Start a workspace in Verily Workbench
Categories:
Purpose: This document walks you through how to use basic features of Verily Workbench, including creating a workspace, loading data and analyzing it in a notebook.
Synopsis
The goal of this walkthrough is to show you what you need to know to achieve the following through the Verily Workbench web UI:
- Creating a workspace on your own
- Importing some data
- Accessing the data from a notebook running in a cloud environment
- Performing basic data manipulation and analysis operations
- Saving and sharing your results
Note
This walkthrough is intentionally very concise. To learn more about each step and additional options that may be available, see the documentation referenced at each step.Prerequisites
Before you begin, you’ll need:
- A Workbench account
- To be a member of at least one pod. Each pod is linked to a cloud account used for billing, allowing you to perform operations that incur costs (i.e., creating workspaces, creating and running cloud environments, and storing data on the cloud).
Please contact support if you need a Workbench account or membership to a pod.
Finally, it’s helpful, though not required, if you’re familiar with basic JupyterLab notebook usage and R code.
Verily Workbench features
Let’s get started with some of Workbench’s key features.
1. Create a workspace
To create a workspace, follow the steps below:
- Navigate to the Workbench dashboard here.
- Sign in using your registered email address.
- Click the Workspaces icon in the left-hand menu bar, or the Workspaces link on the welcome page.
- Click the + New Workspace button at the top of your screen. This will open the Create a new workspace dialog.

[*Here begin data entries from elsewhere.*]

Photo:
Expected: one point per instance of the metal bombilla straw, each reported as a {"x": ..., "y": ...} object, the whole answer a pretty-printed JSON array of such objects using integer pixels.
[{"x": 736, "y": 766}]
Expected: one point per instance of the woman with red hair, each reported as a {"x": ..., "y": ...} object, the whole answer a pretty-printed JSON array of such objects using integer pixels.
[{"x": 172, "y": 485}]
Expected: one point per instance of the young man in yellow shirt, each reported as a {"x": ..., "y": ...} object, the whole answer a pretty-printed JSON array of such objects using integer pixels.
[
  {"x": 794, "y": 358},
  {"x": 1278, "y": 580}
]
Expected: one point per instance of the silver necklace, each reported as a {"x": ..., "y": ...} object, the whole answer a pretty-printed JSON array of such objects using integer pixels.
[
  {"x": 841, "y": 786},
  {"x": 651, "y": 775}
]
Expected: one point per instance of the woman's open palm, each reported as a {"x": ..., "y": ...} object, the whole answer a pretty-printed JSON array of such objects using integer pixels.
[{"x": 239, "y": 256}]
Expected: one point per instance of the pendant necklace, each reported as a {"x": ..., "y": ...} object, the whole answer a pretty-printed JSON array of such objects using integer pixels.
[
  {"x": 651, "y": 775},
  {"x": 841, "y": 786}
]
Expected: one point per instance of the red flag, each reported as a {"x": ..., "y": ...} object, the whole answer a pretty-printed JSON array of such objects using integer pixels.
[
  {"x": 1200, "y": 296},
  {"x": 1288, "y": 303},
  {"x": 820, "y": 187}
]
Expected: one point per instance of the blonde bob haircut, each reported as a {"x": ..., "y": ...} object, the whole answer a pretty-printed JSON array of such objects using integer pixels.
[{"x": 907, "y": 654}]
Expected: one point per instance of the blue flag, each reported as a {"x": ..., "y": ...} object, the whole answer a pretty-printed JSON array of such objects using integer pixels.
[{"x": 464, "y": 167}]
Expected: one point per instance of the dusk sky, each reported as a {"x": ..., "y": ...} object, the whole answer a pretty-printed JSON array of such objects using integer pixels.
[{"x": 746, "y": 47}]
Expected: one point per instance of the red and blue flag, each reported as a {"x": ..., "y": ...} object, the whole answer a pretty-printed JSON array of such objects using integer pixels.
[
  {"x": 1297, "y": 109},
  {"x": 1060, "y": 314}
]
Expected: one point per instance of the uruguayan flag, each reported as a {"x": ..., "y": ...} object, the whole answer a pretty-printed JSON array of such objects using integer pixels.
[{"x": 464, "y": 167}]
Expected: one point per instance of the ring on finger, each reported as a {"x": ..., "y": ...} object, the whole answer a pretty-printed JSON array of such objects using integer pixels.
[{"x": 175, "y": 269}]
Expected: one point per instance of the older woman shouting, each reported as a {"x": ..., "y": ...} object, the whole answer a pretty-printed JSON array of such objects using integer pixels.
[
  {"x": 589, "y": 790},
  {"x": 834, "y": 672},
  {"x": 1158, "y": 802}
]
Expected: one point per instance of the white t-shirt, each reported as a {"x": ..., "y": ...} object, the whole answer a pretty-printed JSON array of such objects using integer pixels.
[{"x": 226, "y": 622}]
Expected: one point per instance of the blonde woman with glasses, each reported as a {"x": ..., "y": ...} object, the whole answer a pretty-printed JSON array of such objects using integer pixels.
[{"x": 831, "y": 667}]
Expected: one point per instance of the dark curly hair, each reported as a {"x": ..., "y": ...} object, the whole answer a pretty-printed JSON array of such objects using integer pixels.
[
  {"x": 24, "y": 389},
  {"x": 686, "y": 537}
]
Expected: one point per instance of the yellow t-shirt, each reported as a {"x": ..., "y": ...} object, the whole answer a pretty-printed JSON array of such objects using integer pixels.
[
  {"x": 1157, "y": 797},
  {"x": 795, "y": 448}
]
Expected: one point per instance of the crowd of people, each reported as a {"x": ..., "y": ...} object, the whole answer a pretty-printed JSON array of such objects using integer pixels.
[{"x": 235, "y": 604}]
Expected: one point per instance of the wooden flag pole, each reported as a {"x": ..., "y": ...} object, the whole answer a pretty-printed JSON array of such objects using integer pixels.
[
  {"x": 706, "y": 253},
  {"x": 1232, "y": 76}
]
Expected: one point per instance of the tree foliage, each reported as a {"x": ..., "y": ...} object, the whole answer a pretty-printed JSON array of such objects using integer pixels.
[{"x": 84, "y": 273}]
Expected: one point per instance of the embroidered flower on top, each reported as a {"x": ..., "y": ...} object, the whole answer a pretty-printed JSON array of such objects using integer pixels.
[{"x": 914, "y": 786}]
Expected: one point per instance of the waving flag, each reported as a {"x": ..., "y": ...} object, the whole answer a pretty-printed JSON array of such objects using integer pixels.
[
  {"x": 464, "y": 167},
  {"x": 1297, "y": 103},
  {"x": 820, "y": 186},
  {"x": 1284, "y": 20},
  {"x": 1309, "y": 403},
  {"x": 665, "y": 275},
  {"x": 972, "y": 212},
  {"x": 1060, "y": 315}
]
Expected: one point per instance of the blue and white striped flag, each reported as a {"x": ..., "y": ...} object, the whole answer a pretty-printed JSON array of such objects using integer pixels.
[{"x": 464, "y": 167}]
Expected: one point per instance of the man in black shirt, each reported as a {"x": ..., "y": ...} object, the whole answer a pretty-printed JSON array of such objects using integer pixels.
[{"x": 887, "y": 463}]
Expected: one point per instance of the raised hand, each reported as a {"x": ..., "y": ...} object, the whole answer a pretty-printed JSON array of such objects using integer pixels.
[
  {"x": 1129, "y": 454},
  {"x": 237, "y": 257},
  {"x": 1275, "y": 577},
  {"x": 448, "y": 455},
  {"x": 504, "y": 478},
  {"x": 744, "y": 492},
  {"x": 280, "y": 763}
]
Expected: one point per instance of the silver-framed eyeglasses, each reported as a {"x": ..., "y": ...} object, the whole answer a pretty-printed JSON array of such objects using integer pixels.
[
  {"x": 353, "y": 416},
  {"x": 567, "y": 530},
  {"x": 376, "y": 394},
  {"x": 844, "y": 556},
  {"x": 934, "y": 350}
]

- Complete the three dialog screens. The workspace name and pod are the only fields that require your input; everything else is either optional or prefilled.
Be aware
You can’t change the assigned pod once the workspace has been created.- Click the Create workspace button on the last screen. It should take less than a minute for the system to create your workspace. Once it’s done, your browser will load your new workspace’s overview page.
2. Add cloud resources to the workspace
The bucket resources you add to a workspace will be automounted to the file system of any workspace cloud environments that you create.
To add storage resources to the workspace, follow the steps below:
2.1. Connect to a storage bucket containing data
First, you’re going to connect an external cloud storage bucket to your workspace, which will make it easy to access data in that bucket from your workspace. This bucket will be treated as a referenced resource.
- Click on the Resources tab on your workspace page. Click on the + New resource button to open the menu of options, and select Reference Cloud Storage bucket to open the Adding Cloud Storage bucket dialog.
- Complete the form. The Resource ID, Folder path, and Bucket name fields are required. A description is not required, but recommended.
Note
Enter a memorable, descriptive ID in the Resource ID field. This is what will show up in your workspace’s list of resources.In the Bucket name field, enter the name of the storage bucket you want to connect to. This should be an existing bucket that you already have access to. Do not include the
gs://
prefix. For testing purposes, you can use genomics-public-data
, a public storage bucket that includes data from the 1000 Genomes Project.
- Click Add to resources. You should see the new resource appear immediately in the list of resources. You can test that you can access the bucket by clicking on the white Browse button in the information panel on the right of the Resources tab.
Note
You can also create a referenced resource to an object or folder in a Cloud Storage bucket, instead of pointing to the whole bucket. We’ll see that in the example notebook referenced below.ℹ️ Data resource operations > Reference a storage bucket
2.2. Create a storage bucket for outputs
Now you have a workspace with data connected to it, but nowhere to store results of your analyses. Next, you’re going to create a bucket that will be attached to the workspace itself, where you can store your outputs, as well as any other files and inputs that you might wish to associate with the workspace. This bucket will be treated as a controlled resource.
- Click on the Resources tab on your workspace page. Click on the + New resource button, then select New Cloud Storage bucket to open the Creating Cloud Storage bucket dialog.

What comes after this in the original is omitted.